Page 11 of 16 – SEC Filing
Change of Control
Upon a change of control (as defined in the Series A Certificate of Designations), Zix is required to redeem the Series A Preferred Stock at a price per share
of Series A Preferred Stock in cash equal to the greater of (i) the Series A Change of Control Redemption Price (as defined below) of such share of Series A Preferred Stock and (ii) (A) the amount of cash such Series A Holder would have
received plus (B) the fair market value of any other assets in each case had such Series A Holder, immediately prior to such change of control, converted such shares of Series A Preferred Stock into shares of Common Stock. The
Series A Change of Control Redemption Price per share of Series A Preferred Stock is the product of the Accreted Value of such share as of the date of determination multiplied by (1) 1.30 (if the change of control occurs before
the first anniversary of the Closing Date), (2) 1.35 (if the change of control occurs on or after the first anniversary of the Closing Date but before the second anniversary of the Closing Date), (3) 1.40 (if the change of control occurs on or after
the second anniversary of the Closing Date but before the third anniversary of the Closing Date), (4) 1.45 (if the change of control occurs on or after the third anniversary of the Closing Date but before the fourth anniversary of the Closing Date)
and (5) 1.50 (if the change of control occurs on or after the fourth anniversary of the Closing Date).
Consent Rights
So long as any shares of Series A Preferred Stock are outstanding, the consent of the holders of a majority of the then-outstanding shares of Series A
Preferred Stock is necessary for Zix to effect (1) any amendment, alteration or repeal to the Articles of Incorporation or the Series A Certificate of Designations in a manner that would adversely affect the rights, preferences, privileges or
power of the Series A Preferred Stock, (2) any amendment or alteration to the Articles of Incorporation or any other action to authorize or create, or increase the number of authorized or issued shares of, or any securities convertible into
shares of, or reclassify any security into, or issue any parity stock or senior stock as to dividend or liquidation rights, (3) the issuance of shares of Series A Preferred Stock other than in connection with the conversion of Series B
Preferred Stock that was issued on the Closing Date, (4) any action that would cause Zix to cease to be treated as a domestic corporation for U.S. federal income tax purposes, or (5) the incurrence of indebtedness that would cause Zix to
exceed a specified leverage ratio.
Series B Certificate of Designation
On the Closing Date, the Issuer established the rights and preferences of the shares of the Series B Preferred Stock pursuant to a Certificate of Designations
(the Series B Certificate of Designations), which is in addition to any rights and preferences of Zixs preferred stock provided for in the Articles of Incorporation. The Series B Preferred Stock rank senior to the Common Stock and
on a parity basis with the Series A Preferred Stock with respect to the payment of dividends and distribution of assets upon liquidation, dissolution and winding up.

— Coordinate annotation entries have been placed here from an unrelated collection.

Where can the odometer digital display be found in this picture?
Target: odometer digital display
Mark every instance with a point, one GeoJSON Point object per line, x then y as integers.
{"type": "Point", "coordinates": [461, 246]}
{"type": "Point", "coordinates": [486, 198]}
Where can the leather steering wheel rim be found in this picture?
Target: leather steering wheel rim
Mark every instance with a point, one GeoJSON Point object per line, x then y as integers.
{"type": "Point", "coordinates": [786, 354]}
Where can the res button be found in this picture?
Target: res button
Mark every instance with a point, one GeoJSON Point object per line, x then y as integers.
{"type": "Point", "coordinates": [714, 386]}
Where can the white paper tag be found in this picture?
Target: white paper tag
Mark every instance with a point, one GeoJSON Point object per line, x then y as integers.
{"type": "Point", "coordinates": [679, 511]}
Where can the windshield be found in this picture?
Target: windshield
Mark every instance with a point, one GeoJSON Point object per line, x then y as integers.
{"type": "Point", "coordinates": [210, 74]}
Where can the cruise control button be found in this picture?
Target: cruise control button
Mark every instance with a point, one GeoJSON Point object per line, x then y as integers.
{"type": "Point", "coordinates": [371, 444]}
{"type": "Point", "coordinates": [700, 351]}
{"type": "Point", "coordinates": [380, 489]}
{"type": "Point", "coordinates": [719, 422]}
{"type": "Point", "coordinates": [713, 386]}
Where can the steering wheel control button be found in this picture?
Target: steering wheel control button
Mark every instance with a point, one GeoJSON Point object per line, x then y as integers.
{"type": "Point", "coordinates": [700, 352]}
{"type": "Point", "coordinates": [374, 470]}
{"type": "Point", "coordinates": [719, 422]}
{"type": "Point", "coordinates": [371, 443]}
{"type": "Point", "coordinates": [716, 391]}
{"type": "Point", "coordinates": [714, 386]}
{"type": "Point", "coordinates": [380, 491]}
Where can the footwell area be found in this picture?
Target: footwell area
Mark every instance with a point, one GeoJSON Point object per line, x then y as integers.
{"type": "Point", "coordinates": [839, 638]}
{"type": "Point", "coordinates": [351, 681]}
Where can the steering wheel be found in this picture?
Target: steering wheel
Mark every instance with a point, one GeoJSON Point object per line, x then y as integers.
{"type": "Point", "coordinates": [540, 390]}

Dividends; No Stated Maturity
The Series B Preferred
Stock initially has a Stated Value (as defined in the Series B Certificate of Designations) of $1,000 per share. The holders of Series B Preferred Stock (Series B Holders) are entitled to receive dividends accruing daily on a cumulative
basis payable quarterly in arrears in cash at a fixed rate of 10.0% per annum on the Stated Value per share (the Dividend Rate), which rate will automatically increase by 1.0% every six months that the Series B Preferred Stock remains
outstanding (subject to a cap of 12.0%). The cash dividends are payable only when, as and if declared by the Board out of funds legally available therefor. If a cash dividend is not paid in respect of any dividend payment period, then the
liquidation preference of each outstanding share of Series B Preferred Stock will automatically increase at the Dividend Rate. Such liquidation preference of each outstanding share of Series B Preferred Stock is in full satisfaction of the dividend
that would have otherwise accrued for such dividend payment period.
The Series B Preferred Stock has no stated maturity and will remain outstanding
indefinitely unless converted into Series A Preferred Stock upon Stockholder Approval, repurchased or redeemed by Zix.